Truth be told, I was still hoping when I went there. But at the back of my mind, I knew I wouldn’t leave the place unscathed.
Maybe it was fate, or maybe, it was God’s way of telling me that he really doesn’t give a fuck about me. It was an expensive eye-opener. Do I regret going there? No.
At that very moment when our eyes met, I knew there was nothing else I could do to win him back. Or at the very least, be his friend. Whatever his reasons were, I would never know.
Maybe someday, I would still wonder and ask why. But right now, maybe he just doesn’t want me to be part of his life. It’s like I never existed; or our friendship (if there was any) never really mattered.
I know it was stupid to chase after him. But in hindsight, it was still worth it. I enjoyed being with friends and seeing new things. He maybe the reason why I went there, but what I got from that trip was more than I could wish for.
I didn’t get any closure or whatever. It should have been clear to me right from the start – I was never his type.

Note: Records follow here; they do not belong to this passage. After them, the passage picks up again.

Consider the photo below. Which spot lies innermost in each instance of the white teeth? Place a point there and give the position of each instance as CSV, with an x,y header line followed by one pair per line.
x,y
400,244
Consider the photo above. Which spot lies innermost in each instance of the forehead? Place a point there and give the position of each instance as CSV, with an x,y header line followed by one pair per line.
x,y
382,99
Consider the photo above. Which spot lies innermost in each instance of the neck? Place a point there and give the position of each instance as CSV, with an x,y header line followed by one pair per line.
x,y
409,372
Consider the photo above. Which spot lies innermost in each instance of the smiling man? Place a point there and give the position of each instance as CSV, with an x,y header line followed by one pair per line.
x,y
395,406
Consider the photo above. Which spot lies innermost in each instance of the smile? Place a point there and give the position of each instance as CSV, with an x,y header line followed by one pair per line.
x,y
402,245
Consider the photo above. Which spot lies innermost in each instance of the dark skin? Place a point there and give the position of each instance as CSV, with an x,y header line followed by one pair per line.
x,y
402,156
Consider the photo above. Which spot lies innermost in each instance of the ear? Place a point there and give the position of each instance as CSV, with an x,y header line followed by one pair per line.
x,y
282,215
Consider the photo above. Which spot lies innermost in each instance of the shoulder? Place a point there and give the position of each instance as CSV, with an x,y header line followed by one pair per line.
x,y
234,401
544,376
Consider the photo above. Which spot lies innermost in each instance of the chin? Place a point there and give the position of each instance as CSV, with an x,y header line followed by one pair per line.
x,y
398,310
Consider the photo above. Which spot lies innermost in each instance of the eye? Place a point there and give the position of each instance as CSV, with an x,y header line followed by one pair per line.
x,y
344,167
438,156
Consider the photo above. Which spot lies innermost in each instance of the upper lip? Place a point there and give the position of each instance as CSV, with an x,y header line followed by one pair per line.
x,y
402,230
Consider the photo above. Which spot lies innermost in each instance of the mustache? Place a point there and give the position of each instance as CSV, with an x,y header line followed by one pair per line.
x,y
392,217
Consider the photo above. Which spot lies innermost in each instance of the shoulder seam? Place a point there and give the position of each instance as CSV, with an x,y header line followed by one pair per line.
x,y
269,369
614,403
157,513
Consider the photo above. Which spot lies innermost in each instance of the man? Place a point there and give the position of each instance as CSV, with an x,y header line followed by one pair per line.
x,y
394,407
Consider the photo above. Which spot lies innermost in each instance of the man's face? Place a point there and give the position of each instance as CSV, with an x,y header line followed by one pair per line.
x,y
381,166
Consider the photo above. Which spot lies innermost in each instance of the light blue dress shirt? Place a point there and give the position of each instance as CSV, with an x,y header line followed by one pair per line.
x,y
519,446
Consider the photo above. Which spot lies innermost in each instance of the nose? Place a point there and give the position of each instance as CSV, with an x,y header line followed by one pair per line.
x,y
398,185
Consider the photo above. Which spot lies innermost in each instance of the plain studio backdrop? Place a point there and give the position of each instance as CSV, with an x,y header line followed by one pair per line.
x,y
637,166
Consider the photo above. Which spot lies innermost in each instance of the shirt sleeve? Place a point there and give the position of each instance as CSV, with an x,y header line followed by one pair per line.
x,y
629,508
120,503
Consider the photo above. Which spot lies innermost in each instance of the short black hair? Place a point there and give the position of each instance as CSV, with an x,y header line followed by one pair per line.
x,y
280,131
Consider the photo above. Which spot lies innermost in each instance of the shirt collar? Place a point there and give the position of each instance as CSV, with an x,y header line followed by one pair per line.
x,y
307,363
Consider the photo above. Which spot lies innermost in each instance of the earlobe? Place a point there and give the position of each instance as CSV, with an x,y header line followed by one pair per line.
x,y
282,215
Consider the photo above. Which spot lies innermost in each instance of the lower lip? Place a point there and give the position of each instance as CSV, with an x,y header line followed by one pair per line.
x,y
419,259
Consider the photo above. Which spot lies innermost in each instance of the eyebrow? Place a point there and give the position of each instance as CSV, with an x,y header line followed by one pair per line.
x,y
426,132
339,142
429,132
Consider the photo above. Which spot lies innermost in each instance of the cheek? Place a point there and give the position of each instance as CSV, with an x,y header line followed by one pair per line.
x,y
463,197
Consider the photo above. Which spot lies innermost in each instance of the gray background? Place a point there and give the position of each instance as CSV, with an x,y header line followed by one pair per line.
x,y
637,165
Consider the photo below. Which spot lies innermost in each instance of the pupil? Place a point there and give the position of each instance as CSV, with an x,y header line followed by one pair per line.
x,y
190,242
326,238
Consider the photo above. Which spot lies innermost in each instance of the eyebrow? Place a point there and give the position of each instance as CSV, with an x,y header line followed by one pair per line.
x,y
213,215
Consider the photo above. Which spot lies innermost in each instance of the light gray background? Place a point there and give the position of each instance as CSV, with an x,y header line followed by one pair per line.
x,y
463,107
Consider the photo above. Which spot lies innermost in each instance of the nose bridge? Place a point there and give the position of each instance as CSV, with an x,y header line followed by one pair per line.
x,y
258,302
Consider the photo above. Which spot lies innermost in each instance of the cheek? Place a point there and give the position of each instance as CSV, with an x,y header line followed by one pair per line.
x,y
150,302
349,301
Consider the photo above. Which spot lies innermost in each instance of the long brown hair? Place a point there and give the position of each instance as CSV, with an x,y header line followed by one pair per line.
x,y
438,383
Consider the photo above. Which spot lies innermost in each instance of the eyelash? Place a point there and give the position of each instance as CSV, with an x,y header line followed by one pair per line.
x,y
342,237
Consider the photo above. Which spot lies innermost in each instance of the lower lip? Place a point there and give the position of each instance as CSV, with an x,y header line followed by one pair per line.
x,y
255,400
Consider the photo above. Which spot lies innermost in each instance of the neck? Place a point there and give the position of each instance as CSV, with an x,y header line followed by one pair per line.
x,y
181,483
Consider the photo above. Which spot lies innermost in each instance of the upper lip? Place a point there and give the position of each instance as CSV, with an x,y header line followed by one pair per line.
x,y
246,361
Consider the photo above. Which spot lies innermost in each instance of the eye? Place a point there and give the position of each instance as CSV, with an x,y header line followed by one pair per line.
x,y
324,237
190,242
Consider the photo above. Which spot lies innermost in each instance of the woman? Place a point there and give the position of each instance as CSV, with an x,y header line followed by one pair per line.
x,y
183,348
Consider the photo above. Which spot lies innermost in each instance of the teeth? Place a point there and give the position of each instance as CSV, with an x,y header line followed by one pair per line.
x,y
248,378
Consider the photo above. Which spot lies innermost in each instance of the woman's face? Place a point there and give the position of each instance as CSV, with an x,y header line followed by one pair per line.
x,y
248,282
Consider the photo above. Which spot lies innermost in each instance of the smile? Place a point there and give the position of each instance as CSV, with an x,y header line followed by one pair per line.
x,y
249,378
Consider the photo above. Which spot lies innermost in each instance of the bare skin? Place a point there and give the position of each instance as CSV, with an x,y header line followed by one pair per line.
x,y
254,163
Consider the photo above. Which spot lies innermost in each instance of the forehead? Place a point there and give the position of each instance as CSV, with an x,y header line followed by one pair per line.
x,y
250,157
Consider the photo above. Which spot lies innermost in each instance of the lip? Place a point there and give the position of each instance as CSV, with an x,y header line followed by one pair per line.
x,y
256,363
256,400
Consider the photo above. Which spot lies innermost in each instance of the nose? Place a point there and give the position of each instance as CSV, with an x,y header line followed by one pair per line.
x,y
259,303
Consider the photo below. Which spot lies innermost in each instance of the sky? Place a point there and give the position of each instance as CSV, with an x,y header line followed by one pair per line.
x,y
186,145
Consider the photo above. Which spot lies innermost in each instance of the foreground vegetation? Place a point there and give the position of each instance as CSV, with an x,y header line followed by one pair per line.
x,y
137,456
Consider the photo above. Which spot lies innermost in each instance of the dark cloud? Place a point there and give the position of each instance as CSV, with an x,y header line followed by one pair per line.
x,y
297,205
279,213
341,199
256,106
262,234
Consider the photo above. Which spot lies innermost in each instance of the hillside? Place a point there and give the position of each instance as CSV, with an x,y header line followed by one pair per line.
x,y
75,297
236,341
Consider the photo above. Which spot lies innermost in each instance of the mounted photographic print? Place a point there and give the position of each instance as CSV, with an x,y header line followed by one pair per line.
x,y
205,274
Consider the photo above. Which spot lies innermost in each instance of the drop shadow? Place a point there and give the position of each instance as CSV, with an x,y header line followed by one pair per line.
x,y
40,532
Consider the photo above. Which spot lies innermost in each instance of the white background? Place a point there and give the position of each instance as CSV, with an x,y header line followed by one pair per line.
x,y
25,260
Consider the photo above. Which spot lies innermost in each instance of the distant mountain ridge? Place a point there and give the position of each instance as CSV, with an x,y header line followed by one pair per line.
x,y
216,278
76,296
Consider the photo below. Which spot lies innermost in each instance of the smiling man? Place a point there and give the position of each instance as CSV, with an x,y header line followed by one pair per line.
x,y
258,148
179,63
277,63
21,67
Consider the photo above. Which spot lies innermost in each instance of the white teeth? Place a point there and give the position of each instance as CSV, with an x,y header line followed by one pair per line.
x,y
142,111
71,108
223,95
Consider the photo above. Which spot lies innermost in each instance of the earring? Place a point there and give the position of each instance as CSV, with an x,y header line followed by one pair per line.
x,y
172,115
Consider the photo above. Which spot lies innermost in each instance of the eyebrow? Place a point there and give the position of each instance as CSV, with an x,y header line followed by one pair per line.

I’m far from perfect, not even beautiful to any gay man’s standards. And yet, I chose to live this way of life; to act and behave the way I do. Maybe it’s just too much for him (or for any other guy I used to throw myself into).
Sometimes, life just sucks like that. But should I let it bring me down? Nah. I still choose to be happy. If love comes, then yay. If not, there are a lot of things I could be happy about. At the end of the day, you decide how you should feel.